Sunday, October 17, 2010

Sunday Essay - Environment, man and history

I had to go to Newcastle yesterday for a new state meeting. It's a bit under two and a half hours by train, so I reviewed my Greek trip notes, jotting down possible stories.   This time last week I was in the air returning to Australia from Greece. Even after a week, it's interesting how quickly day to day life glazes, blurs, even vivid experiences.

Around this time two years ago, we were in China, the following year Canada. Both trips had significant impacts on my thinking, made more memorable in the Chinese case because the trip coincided with both the start of the Global Financial Crisis and the terrorist bombings in Islamabad.

I mention all this because James O'Brien is presently in China on what is, I think, his first trip there. You can find the posts here. Like me, he is finding the experience profoundly interesting. I have added a list of my own China posts to the end of this post.    

Looking back at the China posts, I see that Neil and I had a brief discussion on comparative history, triggered in part by my comment about the comparative recentness of much Chinese history. Neil pointed to the long continuity of Chinese and especially imperial traditions.

I am not sure that all this matters in the sense that we are dealing with very long time periods in human terms. What does matter, or is at least very interesting, is the nature of the interrelationships between societies at a time, over time, and between those societies and the changing geographical world around them. Time and time again in Greece, we found ourselves wondering what was happening elsewhere at the same point in time.

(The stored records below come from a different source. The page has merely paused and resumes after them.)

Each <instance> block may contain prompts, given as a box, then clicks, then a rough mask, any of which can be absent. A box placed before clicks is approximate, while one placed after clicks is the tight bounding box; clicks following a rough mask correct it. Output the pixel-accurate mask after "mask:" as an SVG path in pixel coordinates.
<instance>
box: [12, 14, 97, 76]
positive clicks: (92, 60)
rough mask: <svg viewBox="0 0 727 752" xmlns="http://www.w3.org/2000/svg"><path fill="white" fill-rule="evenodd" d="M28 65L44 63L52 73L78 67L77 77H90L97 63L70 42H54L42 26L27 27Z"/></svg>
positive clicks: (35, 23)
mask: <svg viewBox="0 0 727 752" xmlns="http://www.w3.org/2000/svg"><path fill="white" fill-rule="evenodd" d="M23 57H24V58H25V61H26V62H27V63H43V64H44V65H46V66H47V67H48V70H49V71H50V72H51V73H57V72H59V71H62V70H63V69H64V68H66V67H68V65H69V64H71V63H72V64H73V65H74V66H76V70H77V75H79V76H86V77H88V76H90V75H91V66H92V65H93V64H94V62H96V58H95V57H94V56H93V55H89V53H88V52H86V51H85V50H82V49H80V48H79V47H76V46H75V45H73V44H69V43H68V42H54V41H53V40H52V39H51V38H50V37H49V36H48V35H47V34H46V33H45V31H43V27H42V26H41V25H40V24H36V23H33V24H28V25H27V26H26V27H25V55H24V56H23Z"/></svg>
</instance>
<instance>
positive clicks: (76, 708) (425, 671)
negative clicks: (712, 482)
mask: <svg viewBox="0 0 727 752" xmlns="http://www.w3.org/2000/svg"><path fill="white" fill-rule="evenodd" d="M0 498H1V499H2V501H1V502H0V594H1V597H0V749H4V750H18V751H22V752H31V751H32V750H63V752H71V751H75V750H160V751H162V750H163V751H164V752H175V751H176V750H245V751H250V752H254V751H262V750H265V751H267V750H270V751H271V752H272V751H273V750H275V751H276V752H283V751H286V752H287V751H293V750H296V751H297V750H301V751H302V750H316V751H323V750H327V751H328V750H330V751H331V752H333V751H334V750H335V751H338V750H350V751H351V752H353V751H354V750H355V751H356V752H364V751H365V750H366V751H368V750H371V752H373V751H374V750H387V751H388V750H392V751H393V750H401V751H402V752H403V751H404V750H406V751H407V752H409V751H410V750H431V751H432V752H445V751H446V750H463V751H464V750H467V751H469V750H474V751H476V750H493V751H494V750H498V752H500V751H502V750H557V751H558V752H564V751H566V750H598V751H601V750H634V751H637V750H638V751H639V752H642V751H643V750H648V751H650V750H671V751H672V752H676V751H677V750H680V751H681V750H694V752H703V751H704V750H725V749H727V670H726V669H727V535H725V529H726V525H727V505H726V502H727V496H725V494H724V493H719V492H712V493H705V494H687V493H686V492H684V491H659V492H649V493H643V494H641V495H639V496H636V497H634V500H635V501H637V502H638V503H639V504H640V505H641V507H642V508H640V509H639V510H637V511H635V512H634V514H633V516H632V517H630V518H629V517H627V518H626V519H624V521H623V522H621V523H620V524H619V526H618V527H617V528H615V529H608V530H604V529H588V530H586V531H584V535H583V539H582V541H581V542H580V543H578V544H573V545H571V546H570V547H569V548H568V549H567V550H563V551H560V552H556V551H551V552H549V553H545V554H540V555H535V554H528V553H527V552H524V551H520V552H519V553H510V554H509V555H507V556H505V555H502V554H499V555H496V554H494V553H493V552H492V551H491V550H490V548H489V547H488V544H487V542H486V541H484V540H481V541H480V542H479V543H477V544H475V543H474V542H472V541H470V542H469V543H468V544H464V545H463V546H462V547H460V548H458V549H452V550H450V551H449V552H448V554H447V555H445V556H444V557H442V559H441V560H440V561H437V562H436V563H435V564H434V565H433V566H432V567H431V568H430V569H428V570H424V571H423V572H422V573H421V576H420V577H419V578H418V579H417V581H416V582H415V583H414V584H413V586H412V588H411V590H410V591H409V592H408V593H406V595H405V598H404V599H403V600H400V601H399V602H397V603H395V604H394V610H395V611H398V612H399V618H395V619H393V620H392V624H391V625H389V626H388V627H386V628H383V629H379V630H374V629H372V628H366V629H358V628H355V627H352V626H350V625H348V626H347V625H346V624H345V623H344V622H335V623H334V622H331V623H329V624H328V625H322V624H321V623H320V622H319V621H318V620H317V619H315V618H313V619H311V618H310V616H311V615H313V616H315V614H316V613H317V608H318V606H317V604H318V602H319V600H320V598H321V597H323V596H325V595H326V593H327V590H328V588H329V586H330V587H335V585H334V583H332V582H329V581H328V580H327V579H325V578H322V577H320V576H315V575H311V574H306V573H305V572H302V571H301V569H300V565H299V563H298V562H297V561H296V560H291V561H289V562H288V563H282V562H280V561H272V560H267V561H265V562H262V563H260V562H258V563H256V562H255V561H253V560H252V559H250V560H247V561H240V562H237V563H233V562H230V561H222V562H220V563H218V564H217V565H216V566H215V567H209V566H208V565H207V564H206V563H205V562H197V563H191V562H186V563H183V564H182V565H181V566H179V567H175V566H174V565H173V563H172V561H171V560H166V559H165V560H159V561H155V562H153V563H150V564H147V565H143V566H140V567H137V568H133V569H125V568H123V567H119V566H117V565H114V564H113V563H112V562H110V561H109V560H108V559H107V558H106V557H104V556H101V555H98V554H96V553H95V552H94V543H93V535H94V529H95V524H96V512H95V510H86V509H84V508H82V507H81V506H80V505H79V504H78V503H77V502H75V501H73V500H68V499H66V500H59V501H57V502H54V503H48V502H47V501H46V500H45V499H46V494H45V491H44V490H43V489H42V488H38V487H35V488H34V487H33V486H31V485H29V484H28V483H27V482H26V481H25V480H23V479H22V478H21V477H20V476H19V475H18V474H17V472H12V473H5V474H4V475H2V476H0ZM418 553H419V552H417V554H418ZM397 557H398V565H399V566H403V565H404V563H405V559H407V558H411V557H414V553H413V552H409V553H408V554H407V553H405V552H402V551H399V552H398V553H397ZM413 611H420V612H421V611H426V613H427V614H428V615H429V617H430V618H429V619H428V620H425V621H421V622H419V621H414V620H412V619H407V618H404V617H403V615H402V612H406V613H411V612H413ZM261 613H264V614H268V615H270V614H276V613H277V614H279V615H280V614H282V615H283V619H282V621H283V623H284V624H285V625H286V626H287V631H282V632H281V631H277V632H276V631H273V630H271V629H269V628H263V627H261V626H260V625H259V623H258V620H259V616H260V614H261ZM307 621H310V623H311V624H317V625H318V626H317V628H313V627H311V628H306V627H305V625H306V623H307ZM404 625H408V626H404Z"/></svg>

The following reconstructed frieze is from the ancient Minoan site of Akrotiri on Santorini, a town that flourished between 3,000 and 2,000 BC, reaching its peak 2000 - 1580 BC. The oldest signs of human settlement are Late Neolithic (4th millennium BC or earlier), but ca. 2000–1650 BC Akrotiri developed into one of the Aegean's major Bronze Age ports, with links with what are now Crete, Anatolia, Cyprus, Syria, and Egypt, as well as the Dodecanese and the Greek mainland.

  The frieze shows a trading voyage. The detail in the original reconstruction provides some impression of the people that the traders dealt with. There is something humbling about the thought that, 4,000 years ago, Akrotiri's traders saw such a broad and vivid world, building a prosperous, advanced and apparently secure civilisation.1500px-AKROTIRI_SHIP-PROCESSION-FULL_PANO-3 Once we start looking at such long sweeps of human history, there is plenty of time not just for natural disasters such as the huge volcanic eruption that buried but preserved Akrotiri, but also for major environmental change.

Looking at Australia, around 15,000 years ago the Late Glacial Maximum began to ease after 6,000 years of cold, dry temperatures. From around 12,000 years ago, the period now described as the Holocene began with warming temperatures and higher rainfall-that reached something approaching today’s levels.[i] Sea levels rose, tropical monsoons increased; between 10,000 to 3,000 years ago summer rainfalls over much of Australia exceeded modern levels, leading to rising lake levels. Around 8,700 years ago what has been called the Holocene Warm Maximum began. This lasted until 6,000 years ago, and possibly until around 4,500 years. Mean annual average temperatures were 0.5C higher than present, rainfall greater.

I don't know what happened in Europe over the same period in terms of specific local variations. However, the broad pattern is likely to have been similar.

What did strike me in all this, is that the rise of the early trading civilisations of the Eastern Mediterranean seems to have coincided at least roughly with the period in Aboriginal Australia that some prehistorians have called intensification. This was a period of rising populations and of apparent increases in technical and social complexity facilitated by a more benign environment. The exact patterns may have varied between the Mediterranean and Australia, but the underlying environmental forces may well have been the same.

Looking at the somewhat arid, barren, treeless environment of the Greek Islands today, I found myself constantly asking the question, what did it look like before?

We know that, like Australia, ancient Greece was subject to periodic droughts that could have severe impacts on human life. We know that, like Aboriginal or European Australia, collection and preservation of water was important. The water storages of the Aborigines do equate to the wells and roof collections of pre-classical and classical Greece. What I don't know, is the pattern of environmental change over time.

I have a reasonably vivid imagination, something that is both a curse and a blessing. Studying history at school, I was struck by the way in which geographic change affected life: the North African granaries of the Roman Empire turned to desert; once vibrant ports became land-locked villages; the fate of those left on Greenland when the last ship sailed during the mini ice age. What frustrated me, was the inability of the texts to tell me not just what happened, but when, why and how.

We know more now. We know, for example, that the near starvation of the settlement at Port Jackson was linked to one of those drought events so familiar to current Australians. Yet I remain frustrated at the absence of a detailed environmental history of the human world. Maybe there is one and I haven't found it. If there is, please tell me! In the meantime, one of the key pieces of the jigsaw required for me to understand the human past remains missing.        


[i] The base description on Holcene climate is drawn from John Mulvaney & Johan Kamminga, Prehistory of Australia, Allen & Unwin, Crows Nest, 1999, pp223-226.